Human Trafficking 101
Jan 16, 2019 12:00 PM
Julia Walsh
Human Trafficking 101

Julia Walsh is an advocate for sex-trafficking survivors.  She is a 26-year old Arlington resident, who was forced into sex trafficking when she was 18 by her boyfriend, who wanted cash for his drug habit.  Then a young Grapevine teen, she trusted him in the dark world of sex trafficking, where half of the victims are children.

Born in Russia, Walsh and her twin brother were placed in an orphanage and later adopted to parents in the U.S.  For Julia, repeated instances of separation, isolation, abuse, and abandonment in the orphanage left her with emotional scarring and post-traumatic stress, making her vulnerable later on to human traffickers. Her family lived in Florida and later moved to Grapevine, where Julia attended private schools in elementary, middle and high school in Tarrant County.

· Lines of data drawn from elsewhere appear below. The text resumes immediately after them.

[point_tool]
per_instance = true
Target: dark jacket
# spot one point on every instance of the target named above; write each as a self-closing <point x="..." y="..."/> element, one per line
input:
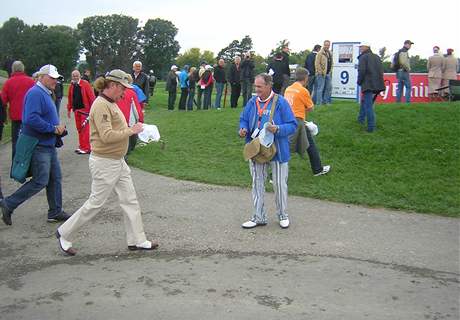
<point x="219" y="74"/>
<point x="235" y="74"/>
<point x="142" y="81"/>
<point x="278" y="67"/>
<point x="247" y="70"/>
<point x="310" y="62"/>
<point x="370" y="72"/>
<point x="171" y="82"/>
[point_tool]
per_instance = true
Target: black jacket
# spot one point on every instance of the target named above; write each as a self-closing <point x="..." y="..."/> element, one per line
<point x="219" y="74"/>
<point x="310" y="63"/>
<point x="247" y="70"/>
<point x="370" y="72"/>
<point x="142" y="81"/>
<point x="235" y="74"/>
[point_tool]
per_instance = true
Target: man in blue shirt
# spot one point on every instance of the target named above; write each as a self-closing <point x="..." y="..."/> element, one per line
<point x="254" y="117"/>
<point x="40" y="120"/>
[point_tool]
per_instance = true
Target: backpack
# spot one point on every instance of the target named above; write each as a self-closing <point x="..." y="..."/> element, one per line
<point x="395" y="66"/>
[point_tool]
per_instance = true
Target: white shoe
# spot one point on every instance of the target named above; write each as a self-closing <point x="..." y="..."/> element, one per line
<point x="284" y="223"/>
<point x="326" y="169"/>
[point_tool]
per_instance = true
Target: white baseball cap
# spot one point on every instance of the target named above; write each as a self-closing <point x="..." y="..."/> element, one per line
<point x="48" y="70"/>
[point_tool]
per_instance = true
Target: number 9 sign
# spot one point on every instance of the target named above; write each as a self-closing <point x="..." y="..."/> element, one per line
<point x="344" y="77"/>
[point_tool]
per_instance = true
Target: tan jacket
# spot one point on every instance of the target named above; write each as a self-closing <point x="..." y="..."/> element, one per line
<point x="109" y="131"/>
<point x="404" y="61"/>
<point x="434" y="66"/>
<point x="321" y="62"/>
<point x="450" y="67"/>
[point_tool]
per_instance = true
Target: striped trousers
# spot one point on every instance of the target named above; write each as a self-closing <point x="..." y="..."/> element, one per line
<point x="259" y="173"/>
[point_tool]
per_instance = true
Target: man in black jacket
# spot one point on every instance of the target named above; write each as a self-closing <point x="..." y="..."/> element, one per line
<point x="141" y="79"/>
<point x="370" y="78"/>
<point x="310" y="66"/>
<point x="247" y="77"/>
<point x="235" y="81"/>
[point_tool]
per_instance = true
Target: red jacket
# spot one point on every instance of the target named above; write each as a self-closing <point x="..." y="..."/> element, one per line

As a teen Julia was depressed, drinking and smoking marijuana regularly.  At 18 she enrolled at Angelo State University in San Angelo, but never finished her first semester.  Instead, she was forced into sex trafficking during her freshman year. That was her life for three years, moving from trafficker to trafficker.

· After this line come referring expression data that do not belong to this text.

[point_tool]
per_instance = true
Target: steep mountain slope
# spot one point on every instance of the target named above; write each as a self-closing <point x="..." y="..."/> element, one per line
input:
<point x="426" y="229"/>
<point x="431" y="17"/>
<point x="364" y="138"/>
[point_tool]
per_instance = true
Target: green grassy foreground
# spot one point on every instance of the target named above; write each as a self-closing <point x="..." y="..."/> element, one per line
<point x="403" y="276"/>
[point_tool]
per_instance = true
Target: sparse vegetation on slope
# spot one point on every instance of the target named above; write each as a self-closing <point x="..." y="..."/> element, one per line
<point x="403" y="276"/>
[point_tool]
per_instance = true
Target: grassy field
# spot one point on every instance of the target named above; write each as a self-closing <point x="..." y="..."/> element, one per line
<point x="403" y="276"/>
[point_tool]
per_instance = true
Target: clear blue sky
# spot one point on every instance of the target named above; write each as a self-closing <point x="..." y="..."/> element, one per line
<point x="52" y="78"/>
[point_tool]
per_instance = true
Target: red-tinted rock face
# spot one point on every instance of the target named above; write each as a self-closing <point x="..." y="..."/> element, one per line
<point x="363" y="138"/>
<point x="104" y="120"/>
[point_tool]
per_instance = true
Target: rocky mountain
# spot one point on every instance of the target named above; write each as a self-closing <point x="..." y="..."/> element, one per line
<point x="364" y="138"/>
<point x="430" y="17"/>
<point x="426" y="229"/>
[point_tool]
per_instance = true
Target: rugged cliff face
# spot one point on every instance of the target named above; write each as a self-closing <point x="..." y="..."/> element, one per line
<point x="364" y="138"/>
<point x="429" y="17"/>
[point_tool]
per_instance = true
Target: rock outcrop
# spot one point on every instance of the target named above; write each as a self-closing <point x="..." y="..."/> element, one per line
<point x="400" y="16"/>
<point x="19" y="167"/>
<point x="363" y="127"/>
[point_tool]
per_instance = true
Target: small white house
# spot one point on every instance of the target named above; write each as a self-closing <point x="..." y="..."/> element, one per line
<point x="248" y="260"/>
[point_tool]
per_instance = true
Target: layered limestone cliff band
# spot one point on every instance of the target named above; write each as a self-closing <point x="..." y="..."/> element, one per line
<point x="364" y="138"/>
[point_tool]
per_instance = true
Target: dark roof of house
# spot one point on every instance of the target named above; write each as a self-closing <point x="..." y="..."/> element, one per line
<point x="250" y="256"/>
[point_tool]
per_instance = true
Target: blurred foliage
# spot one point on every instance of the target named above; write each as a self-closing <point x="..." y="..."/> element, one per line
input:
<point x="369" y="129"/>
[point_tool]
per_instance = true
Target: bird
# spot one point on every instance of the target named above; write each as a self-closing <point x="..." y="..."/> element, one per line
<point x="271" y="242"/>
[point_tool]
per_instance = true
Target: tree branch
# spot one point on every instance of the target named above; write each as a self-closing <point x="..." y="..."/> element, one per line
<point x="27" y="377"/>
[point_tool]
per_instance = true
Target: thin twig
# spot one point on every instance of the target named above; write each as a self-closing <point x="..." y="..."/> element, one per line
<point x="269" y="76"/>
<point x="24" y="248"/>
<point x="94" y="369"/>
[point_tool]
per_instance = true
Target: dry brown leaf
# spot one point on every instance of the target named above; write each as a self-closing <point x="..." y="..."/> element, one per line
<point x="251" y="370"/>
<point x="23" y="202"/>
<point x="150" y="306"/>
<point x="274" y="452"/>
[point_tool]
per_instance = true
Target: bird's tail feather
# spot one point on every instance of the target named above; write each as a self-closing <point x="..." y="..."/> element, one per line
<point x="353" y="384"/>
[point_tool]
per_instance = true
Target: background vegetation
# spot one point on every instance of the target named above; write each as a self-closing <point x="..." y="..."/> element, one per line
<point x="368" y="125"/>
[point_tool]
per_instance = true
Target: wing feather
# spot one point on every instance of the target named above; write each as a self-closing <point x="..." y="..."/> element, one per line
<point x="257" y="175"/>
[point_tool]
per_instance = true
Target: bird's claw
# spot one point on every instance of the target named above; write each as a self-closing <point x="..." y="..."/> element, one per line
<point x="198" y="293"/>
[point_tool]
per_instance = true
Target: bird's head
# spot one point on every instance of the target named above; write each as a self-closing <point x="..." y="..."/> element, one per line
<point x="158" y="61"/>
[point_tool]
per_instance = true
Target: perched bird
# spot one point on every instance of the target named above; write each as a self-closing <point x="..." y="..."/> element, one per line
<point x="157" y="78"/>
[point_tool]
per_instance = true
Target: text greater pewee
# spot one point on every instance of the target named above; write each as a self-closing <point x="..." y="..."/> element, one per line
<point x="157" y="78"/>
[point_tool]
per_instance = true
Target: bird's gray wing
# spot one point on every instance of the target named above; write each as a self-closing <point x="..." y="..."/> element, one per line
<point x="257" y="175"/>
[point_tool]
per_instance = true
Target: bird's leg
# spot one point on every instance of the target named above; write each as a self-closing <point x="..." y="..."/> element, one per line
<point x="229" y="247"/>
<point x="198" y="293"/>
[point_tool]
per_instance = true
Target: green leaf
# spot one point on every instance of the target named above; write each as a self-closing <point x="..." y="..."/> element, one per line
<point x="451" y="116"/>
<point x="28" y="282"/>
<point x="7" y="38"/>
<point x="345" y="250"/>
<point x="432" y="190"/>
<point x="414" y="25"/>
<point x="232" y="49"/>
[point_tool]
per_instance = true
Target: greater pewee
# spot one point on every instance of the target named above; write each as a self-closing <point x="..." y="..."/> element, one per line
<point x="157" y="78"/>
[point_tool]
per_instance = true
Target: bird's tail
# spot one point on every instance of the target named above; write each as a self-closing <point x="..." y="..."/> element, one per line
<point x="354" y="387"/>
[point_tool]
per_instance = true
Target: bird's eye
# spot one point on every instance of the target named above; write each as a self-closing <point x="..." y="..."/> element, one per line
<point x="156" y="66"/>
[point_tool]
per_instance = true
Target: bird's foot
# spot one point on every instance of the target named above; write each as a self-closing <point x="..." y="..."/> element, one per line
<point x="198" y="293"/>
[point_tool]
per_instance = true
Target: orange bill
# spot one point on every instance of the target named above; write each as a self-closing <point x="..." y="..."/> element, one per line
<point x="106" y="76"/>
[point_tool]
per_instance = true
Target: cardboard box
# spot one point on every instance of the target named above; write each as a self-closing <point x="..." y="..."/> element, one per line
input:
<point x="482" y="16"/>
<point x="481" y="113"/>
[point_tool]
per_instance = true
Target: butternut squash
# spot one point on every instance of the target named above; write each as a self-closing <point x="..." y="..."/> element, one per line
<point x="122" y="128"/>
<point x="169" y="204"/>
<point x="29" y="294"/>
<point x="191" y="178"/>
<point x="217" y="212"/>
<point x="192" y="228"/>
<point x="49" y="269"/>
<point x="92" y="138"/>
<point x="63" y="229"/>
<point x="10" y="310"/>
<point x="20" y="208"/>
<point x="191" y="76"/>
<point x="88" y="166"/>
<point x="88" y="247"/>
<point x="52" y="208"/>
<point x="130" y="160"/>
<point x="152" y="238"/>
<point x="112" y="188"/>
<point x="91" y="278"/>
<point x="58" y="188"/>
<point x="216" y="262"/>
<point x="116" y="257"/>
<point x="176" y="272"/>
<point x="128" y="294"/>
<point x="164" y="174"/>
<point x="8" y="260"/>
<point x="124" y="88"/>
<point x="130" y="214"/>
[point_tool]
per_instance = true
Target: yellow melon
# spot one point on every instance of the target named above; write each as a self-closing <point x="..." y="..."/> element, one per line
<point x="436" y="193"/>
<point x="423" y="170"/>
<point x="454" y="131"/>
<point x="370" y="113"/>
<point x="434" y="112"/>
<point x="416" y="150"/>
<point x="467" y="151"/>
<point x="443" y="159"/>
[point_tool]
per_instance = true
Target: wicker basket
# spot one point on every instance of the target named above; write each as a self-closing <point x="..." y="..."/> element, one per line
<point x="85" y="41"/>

Walsh and her last trafficker were arrested in June 2013 in Mobile, Alabama and extradited to face charges in Texas, where her recovery began. By then, she had been sold for sex in 20 states and most major cities in Texas.  Her trafficker was sentenced to 40 years in prison.  Charges against Julia were dropped once investigators determined she was a victim and not a willing prostitute.

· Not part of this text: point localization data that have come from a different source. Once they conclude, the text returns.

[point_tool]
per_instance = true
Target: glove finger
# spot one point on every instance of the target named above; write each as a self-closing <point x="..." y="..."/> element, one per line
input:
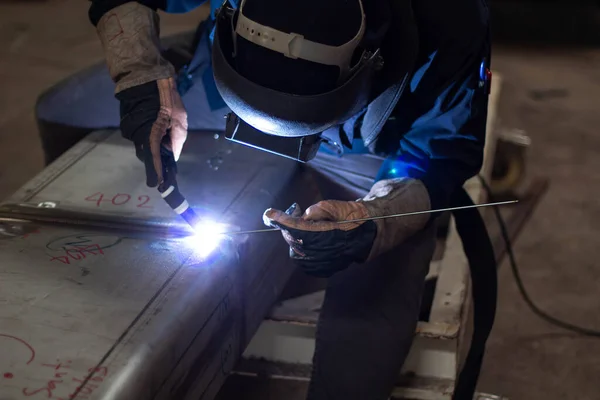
<point x="152" y="177"/>
<point x="178" y="132"/>
<point x="338" y="211"/>
<point x="157" y="133"/>
<point x="279" y="219"/>
<point x="294" y="210"/>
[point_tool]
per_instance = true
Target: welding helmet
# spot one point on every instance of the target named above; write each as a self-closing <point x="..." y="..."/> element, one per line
<point x="289" y="113"/>
<point x="285" y="109"/>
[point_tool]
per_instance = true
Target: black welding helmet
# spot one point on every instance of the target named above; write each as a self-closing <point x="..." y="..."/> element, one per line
<point x="284" y="84"/>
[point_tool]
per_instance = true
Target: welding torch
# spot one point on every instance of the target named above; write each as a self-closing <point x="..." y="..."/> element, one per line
<point x="169" y="190"/>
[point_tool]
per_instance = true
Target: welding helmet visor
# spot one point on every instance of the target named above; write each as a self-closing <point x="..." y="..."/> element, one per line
<point x="286" y="114"/>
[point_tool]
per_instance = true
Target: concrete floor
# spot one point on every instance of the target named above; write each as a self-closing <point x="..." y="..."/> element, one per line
<point x="550" y="91"/>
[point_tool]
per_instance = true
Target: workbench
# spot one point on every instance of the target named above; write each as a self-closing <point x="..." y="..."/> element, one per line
<point x="103" y="295"/>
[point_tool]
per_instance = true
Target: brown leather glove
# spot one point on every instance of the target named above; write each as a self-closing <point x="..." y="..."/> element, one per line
<point x="322" y="246"/>
<point x="152" y="112"/>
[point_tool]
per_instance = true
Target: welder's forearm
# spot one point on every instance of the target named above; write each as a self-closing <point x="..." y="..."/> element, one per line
<point x="130" y="38"/>
<point x="100" y="7"/>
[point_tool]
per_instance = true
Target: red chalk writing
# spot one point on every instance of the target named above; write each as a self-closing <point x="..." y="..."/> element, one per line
<point x="83" y="385"/>
<point x="30" y="352"/>
<point x="77" y="253"/>
<point x="119" y="199"/>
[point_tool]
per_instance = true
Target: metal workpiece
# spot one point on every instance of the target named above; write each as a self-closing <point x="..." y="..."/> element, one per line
<point x="116" y="306"/>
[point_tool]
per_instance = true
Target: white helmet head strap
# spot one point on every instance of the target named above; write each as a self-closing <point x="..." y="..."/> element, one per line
<point x="293" y="45"/>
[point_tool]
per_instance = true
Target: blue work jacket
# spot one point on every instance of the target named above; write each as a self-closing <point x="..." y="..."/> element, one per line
<point x="437" y="130"/>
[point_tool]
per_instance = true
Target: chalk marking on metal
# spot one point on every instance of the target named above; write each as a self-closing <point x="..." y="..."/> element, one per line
<point x="498" y="203"/>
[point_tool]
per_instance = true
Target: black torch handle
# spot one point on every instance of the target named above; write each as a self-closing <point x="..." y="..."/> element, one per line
<point x="180" y="205"/>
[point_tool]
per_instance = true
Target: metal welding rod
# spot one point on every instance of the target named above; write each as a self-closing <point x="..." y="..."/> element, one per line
<point x="179" y="204"/>
<point x="498" y="203"/>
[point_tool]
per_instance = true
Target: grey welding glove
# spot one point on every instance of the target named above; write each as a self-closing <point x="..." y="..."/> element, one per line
<point x="152" y="112"/>
<point x="322" y="246"/>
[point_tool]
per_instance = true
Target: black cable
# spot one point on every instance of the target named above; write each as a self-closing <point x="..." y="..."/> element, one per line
<point x="515" y="270"/>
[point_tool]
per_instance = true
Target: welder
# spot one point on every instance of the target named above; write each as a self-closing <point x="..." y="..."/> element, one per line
<point x="396" y="90"/>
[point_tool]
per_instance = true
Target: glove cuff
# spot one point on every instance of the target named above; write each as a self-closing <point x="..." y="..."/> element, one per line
<point x="396" y="196"/>
<point x="130" y="38"/>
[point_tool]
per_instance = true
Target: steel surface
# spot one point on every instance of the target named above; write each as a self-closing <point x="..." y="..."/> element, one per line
<point x="92" y="312"/>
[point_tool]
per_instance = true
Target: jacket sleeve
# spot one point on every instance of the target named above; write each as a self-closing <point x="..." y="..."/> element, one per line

Julia Walsh has been free from her traffickers for three years, and now shares her story with other survivors, law enforcement officials and counselors at sex-trafficking conferences. She has testified before Texas legislators in support of a bill for human trafficking survivors and works with several non-profits dedicated to assisting other survivors in transitioning out of the sex trafficking industry.  She works as an office manager for a Fort Worth general contractor and is pursuing a degree in social work.

“There is hope,” Walsh says, referring to survivors.  “The trafficked are not forgotten.”